R has built in datasets which we can use to enhance our learning for example, here is the documentation for the cars dataset: https://rstudio-pubs-static.s3.amazonaws.com/481654_883a4b47c9b244d4859dd1db235f0165.html
Part 1. I’ve aleady written out the code for the built-in chickweight dataset you need to use to answer the next question. You may add code for including packages you may want to load in the below chunk.
# data("ChickWeight")
# View(ChickWeight)
Q1. Using the variable ‘weight’, create a new variable reflecting different weight categories such as ‘low’, ‘medium’, ‘high’ (you can create your own version). Then refer to the documentation on t-tests and chi-squares and answer this question: Is there a statistical significant association between the diet and weight gain? Which test do you plan to use (and why)?
# You may need the below code if you're trying to create more than two categories
# check if _R_USE_PIPEBIND_ environment variable is set
if (!"TRUE" %in% Sys.getenv("_R_USE_PIPEBIND_", unset = NA)) {
# set _R_USE_PIPEBIND_ environment variable
Sys.setenv("_R_USE_PIPEBIND_" = "TRUE")
}
Q2. Plot chickweight against diet (not the new variable you created), however you wish to. Which diet type seems to be correlated with higher weight gain?
Part 2.
Read in nc births from last week again.
Q 1. One of the questions in the previous assignment was as follows: “4. Do you think mothers who smoked are more or less likely to have babies with low birth weight?” Now use a statistical test to determine if there is a significant association between weight and smoking status. Write a very brief interpretation for your findings - does it align with what you expected? You’re a maternal and child health leader - what message would you spread to expecitng mothers or individuals interested in conceiving (are you able to make a recommendation?)?

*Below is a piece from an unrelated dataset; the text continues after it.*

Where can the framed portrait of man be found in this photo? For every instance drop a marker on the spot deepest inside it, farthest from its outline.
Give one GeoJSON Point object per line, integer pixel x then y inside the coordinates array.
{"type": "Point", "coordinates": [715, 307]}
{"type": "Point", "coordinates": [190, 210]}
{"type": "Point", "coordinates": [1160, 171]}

Q 2. Is there an association between maternal age and term status? Hint: For a t-test outcome needs to be a quantitative variable. Select your varaibles accordinly (also test-dependent)
Q 3. It’s always neat to be able to observe the distribution of continous variables to visually get a sense of the mean and range. Try hist(var_of_your_choice) - do this for at least 2 variables.
Q 4. Bonus question, generate any plot of your choice but it cannot be the same as the one you generated earlier in this exercise.